Cewek Tuntut Pacarnya Ke Pengadilan Karena Telah Menghamilinya

Cewek Tuntut Pacarnya Ke Pengadilan Karena Telah Menghamilinya – Pengadilan Negeri (PN) Bekasi memberi hukuman seseorang lelaki tidak bertanggungjawab untuk membayar Rp 100 juta lantaran menghamili kekasihnya. Bagaimana ceritanya?

Menurut kabar yg dikumpulkan detikcom, Kamis (4/7/2019) , cerita pilu itu berasal kala korban diperkenalkan temannya dengan pria inisial F pada 24 Juli 2015. Baru pertama kenalan, F udah mengharap ciuman kala membawa korban pulang ke tempat tinggalnya.

Selanjutnya, mereka mulai pacaran. F berulang-kali ajak korban terjalin tubuh, tapi korban terus menampik.

Pada 25 Desember 2016, cowok ajak ceweknya pergi ke toko boneka. Tetapi, mendadak kendaraan dibelokkan menuju hotel di wilayah Bekasi.

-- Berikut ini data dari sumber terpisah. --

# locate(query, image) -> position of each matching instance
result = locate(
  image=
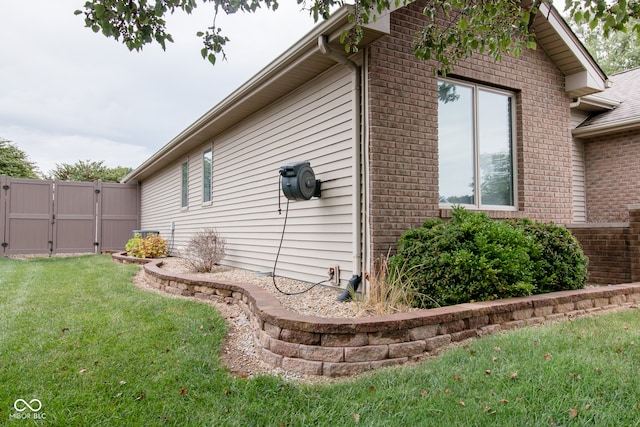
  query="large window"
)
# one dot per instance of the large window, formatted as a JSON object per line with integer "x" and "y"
{"x": 475, "y": 145}
{"x": 185, "y": 184}
{"x": 207, "y": 160}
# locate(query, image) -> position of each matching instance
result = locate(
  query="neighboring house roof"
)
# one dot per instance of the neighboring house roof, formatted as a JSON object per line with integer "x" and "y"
{"x": 305, "y": 60}
{"x": 624, "y": 107}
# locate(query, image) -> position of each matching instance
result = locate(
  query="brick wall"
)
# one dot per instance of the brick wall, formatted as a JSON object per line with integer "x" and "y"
{"x": 612, "y": 176}
{"x": 608, "y": 250}
{"x": 402, "y": 93}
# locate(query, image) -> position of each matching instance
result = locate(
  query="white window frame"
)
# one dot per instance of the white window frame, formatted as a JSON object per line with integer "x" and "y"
{"x": 478, "y": 205}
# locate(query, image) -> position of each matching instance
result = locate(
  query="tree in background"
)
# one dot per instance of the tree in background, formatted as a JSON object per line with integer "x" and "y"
{"x": 88, "y": 171}
{"x": 14, "y": 162}
{"x": 496, "y": 27}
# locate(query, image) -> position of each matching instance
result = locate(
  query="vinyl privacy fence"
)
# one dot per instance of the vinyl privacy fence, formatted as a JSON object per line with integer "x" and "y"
{"x": 46, "y": 216}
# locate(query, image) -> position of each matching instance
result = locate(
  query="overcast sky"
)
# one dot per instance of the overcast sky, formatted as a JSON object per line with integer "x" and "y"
{"x": 67, "y": 94}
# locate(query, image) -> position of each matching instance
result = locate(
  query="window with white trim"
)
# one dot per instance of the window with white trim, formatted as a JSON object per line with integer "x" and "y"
{"x": 476, "y": 146}
{"x": 207, "y": 162}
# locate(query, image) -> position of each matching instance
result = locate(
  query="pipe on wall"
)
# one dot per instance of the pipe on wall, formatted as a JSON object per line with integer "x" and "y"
{"x": 323, "y": 45}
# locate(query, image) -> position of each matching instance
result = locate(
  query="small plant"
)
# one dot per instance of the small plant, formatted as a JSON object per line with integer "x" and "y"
{"x": 388, "y": 293}
{"x": 204, "y": 250}
{"x": 151, "y": 246}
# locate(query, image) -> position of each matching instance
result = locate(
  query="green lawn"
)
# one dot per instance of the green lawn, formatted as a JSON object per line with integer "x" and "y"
{"x": 95, "y": 350}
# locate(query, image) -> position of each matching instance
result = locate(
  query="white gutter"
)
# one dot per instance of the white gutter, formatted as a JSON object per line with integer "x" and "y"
{"x": 606, "y": 128}
{"x": 295, "y": 55}
{"x": 356, "y": 152}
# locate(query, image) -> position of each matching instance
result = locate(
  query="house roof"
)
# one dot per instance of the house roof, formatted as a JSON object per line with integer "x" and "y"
{"x": 624, "y": 113}
{"x": 304, "y": 60}
{"x": 299, "y": 64}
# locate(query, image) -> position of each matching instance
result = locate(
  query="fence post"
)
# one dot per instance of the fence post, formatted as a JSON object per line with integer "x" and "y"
{"x": 4, "y": 188}
{"x": 634, "y": 241}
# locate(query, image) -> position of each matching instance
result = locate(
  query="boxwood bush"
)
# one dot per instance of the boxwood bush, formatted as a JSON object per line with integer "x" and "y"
{"x": 474, "y": 258}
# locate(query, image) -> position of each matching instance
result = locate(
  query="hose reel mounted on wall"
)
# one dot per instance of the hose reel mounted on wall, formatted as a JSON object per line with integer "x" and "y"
{"x": 299, "y": 182}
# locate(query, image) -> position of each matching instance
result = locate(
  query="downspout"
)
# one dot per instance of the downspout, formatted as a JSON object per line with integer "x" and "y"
{"x": 356, "y": 153}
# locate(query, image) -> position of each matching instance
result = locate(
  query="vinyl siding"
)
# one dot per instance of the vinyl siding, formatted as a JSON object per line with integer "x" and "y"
{"x": 578, "y": 176}
{"x": 313, "y": 124}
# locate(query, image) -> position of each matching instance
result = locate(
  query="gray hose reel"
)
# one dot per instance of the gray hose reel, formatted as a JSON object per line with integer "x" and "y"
{"x": 299, "y": 182}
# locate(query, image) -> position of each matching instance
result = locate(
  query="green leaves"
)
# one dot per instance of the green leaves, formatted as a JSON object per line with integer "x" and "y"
{"x": 474, "y": 258}
{"x": 457, "y": 29}
{"x": 454, "y": 29}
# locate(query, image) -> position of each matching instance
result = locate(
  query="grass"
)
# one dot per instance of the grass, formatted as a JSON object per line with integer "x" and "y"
{"x": 95, "y": 350}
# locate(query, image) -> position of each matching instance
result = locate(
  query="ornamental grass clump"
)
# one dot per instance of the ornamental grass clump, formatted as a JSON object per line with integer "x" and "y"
{"x": 474, "y": 258}
{"x": 151, "y": 246}
{"x": 388, "y": 293}
{"x": 205, "y": 250}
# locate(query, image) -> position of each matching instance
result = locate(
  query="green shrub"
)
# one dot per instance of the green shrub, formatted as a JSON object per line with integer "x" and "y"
{"x": 475, "y": 258}
{"x": 559, "y": 263}
{"x": 204, "y": 250}
{"x": 151, "y": 246}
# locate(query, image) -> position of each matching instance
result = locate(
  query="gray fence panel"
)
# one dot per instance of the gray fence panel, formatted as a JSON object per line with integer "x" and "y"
{"x": 75, "y": 212}
{"x": 66, "y": 217}
{"x": 28, "y": 215}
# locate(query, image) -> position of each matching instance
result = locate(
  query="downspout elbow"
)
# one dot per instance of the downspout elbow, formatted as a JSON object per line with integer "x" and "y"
{"x": 323, "y": 45}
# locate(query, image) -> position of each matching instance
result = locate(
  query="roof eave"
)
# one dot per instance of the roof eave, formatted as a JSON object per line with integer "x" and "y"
{"x": 583, "y": 76}
{"x": 259, "y": 91}
{"x": 593, "y": 131}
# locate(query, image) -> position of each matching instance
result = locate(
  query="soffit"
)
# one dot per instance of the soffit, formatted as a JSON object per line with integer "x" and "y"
{"x": 296, "y": 66}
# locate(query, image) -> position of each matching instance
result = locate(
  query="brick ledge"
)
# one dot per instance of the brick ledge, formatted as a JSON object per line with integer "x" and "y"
{"x": 345, "y": 346}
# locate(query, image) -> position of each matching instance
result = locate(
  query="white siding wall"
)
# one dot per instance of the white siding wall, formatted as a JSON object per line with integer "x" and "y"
{"x": 315, "y": 124}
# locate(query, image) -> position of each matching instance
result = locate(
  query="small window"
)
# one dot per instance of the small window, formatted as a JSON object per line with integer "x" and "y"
{"x": 185, "y": 184}
{"x": 207, "y": 161}
{"x": 475, "y": 146}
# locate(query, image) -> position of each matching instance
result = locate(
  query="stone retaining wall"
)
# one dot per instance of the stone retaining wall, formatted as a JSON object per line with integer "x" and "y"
{"x": 338, "y": 346}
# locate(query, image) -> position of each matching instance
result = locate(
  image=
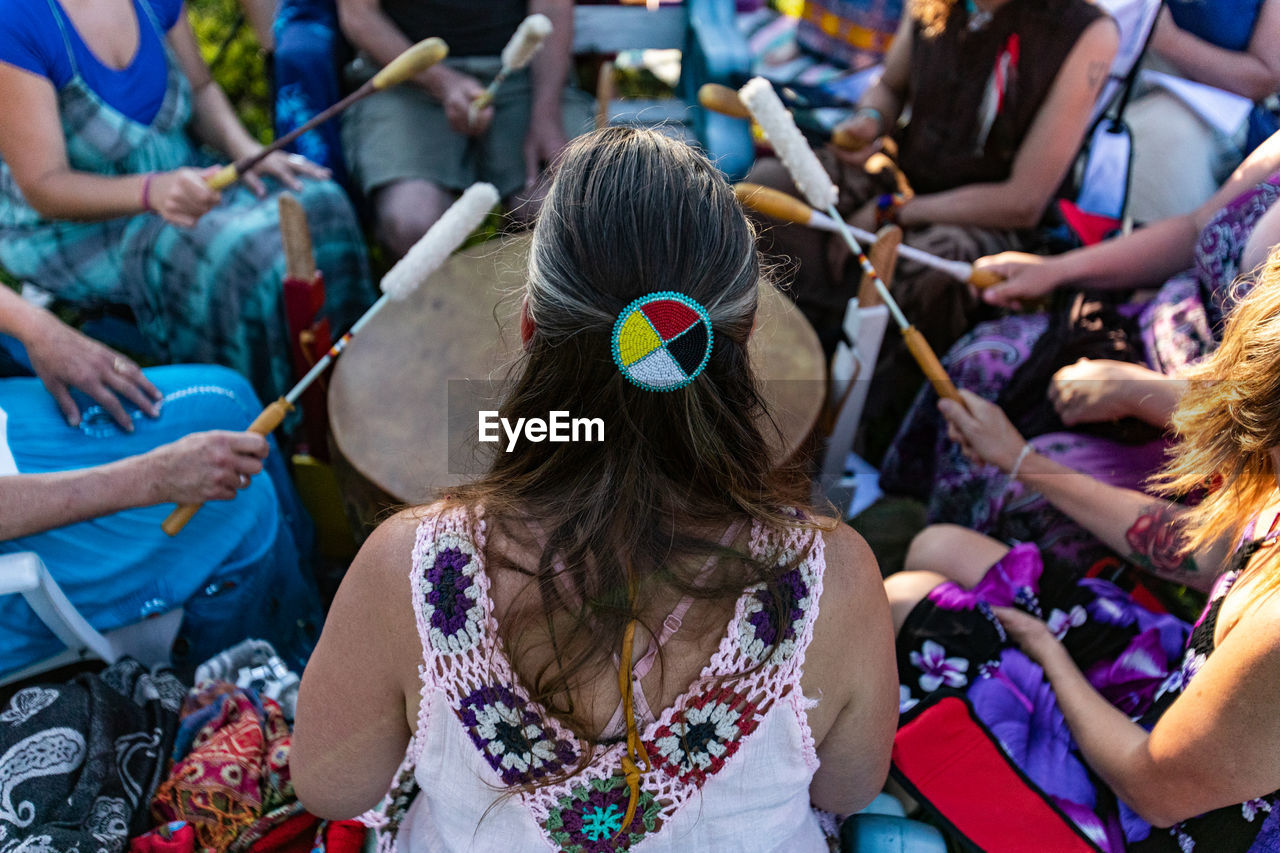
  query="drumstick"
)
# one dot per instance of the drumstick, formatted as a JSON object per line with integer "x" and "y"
{"x": 780, "y": 205}
{"x": 415, "y": 59}
{"x": 426, "y": 256}
{"x": 520, "y": 50}
{"x": 813, "y": 181}
{"x": 726, "y": 101}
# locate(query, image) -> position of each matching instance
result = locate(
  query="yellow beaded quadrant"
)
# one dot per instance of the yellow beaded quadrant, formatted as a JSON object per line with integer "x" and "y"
{"x": 636, "y": 338}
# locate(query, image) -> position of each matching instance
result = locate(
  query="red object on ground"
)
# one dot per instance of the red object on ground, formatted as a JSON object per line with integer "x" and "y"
{"x": 956, "y": 767}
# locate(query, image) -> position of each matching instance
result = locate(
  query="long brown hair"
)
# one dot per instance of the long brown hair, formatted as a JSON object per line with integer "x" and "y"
{"x": 932, "y": 14}
{"x": 1229, "y": 419}
{"x": 631, "y": 213}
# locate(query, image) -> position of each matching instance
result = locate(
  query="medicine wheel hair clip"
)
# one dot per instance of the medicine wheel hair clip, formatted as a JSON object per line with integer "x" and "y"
{"x": 662, "y": 341}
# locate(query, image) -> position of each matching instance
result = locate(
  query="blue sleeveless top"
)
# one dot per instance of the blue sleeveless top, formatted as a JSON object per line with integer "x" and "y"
{"x": 32, "y": 39}
{"x": 1226, "y": 23}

Si cewek awalannya berprasangka buruk tetapi tidak sanggup menampik lantaran cowok jadi geram. Di kamar hotel, cewek itu selanjutnya digagahi. Keperawanan cewek hilang saat itu juga.

Selanjutnya, si cowok ulangi persetubuhan itu berulang-kali serta si cewek tidak sanggup menentangnya. Kehamilan tidak terlewat.

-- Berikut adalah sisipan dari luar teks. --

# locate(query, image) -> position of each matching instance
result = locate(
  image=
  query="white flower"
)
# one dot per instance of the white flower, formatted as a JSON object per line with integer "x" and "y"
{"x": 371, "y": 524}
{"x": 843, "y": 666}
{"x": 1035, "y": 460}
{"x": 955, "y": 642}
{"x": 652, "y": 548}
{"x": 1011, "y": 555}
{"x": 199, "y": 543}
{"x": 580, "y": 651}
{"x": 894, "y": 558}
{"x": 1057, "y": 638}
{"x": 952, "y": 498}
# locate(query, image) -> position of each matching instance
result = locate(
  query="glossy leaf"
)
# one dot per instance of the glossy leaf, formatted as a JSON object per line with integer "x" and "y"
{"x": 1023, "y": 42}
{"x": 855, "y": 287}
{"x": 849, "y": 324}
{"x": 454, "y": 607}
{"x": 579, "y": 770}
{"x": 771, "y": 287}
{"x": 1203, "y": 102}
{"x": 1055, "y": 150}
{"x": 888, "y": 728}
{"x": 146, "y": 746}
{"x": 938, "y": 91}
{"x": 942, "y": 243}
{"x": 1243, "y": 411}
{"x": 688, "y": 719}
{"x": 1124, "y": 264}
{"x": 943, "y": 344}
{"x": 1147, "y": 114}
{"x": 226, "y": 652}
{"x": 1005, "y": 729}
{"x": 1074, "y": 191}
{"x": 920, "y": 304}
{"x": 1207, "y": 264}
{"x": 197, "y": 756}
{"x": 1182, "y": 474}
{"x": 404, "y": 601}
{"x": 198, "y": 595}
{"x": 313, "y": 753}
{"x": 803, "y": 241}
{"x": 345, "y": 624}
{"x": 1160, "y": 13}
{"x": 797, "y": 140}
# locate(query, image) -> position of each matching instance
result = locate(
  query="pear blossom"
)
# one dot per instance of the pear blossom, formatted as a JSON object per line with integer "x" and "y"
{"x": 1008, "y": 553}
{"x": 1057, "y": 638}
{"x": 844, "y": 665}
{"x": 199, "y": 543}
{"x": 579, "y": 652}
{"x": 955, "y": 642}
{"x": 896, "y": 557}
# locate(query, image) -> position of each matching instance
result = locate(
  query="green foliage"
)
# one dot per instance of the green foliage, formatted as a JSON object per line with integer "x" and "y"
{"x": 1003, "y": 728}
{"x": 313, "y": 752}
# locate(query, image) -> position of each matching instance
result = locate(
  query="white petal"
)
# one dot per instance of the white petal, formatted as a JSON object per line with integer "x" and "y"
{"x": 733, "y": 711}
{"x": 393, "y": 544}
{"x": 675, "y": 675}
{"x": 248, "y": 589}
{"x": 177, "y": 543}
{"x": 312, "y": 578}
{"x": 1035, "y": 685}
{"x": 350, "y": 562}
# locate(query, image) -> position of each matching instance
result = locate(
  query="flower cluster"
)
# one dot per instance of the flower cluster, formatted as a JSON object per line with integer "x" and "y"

Kala perut makin jadi membesar, si cowok bikin lancar jurus hidung belang. Dimulai dari lenyap sampai tidak pingin bertanggungjawab. Bahkan juga, si cowok membentak serta mengharap si cewek menggugurkan janjin dengan memerintah minum jamu-jamu tradisionil.

Tetapi jalan Tuhan berbicara lain. Janin itu masih berkembang sampai bayi itu lahir pada 31 Januari 2018. Walaupun lahir sehat, tetapi kesehatan si bayi terus alami penurunan sampai wafat 1, 5 bulan setelah itu.

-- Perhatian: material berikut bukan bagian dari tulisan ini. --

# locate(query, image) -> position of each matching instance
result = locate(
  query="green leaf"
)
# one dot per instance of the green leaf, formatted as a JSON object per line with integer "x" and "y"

Hidup si cewek hancur saat itu juga!

Si cewek selanjutnya melayangkan tuntutan ke si cowok lantaran si cowok udah betul-betul tidak dapat diminta tanggung jawab. Si cewek mengharap majelis hakim memberi hukuman si cowok untuk berikan tukar rugi materil Rp 100 juta serta kerugian immateril Rp 5 miliar. Si cewek pun mengharap uang paksa (dwangsom) sebesar Rp 1 juta untuk sehari-hari keterlambatan dalam mengerjakan keputusan sesudah punya kebolehan hukum tetap.

Gayung bersambut. Majelis hakim dengan ketua majelis ialah Abdul Ropik yg beranggotakan Adi Ismet serta Donald Panggabean meluluskan beberapa tuntutan itu.

” Tuntutan diloloskan beberapa, ” kata jubir PN Bekasi Djuyamto terhadap wartawan, Kamis (4/7/2019) .

Majelis menyebutkan dengan cara hukum pria hidung belang itu sudah lakukan aksi menantang hukum. Oleh karena itu, jadi PN Bekasi memberi hukuman beberapa Tergugat dengan cara tanggung renteng membayar kerugian materiel Rp 100 juta.

” Tergugat banding, ” tutur Djuyamto.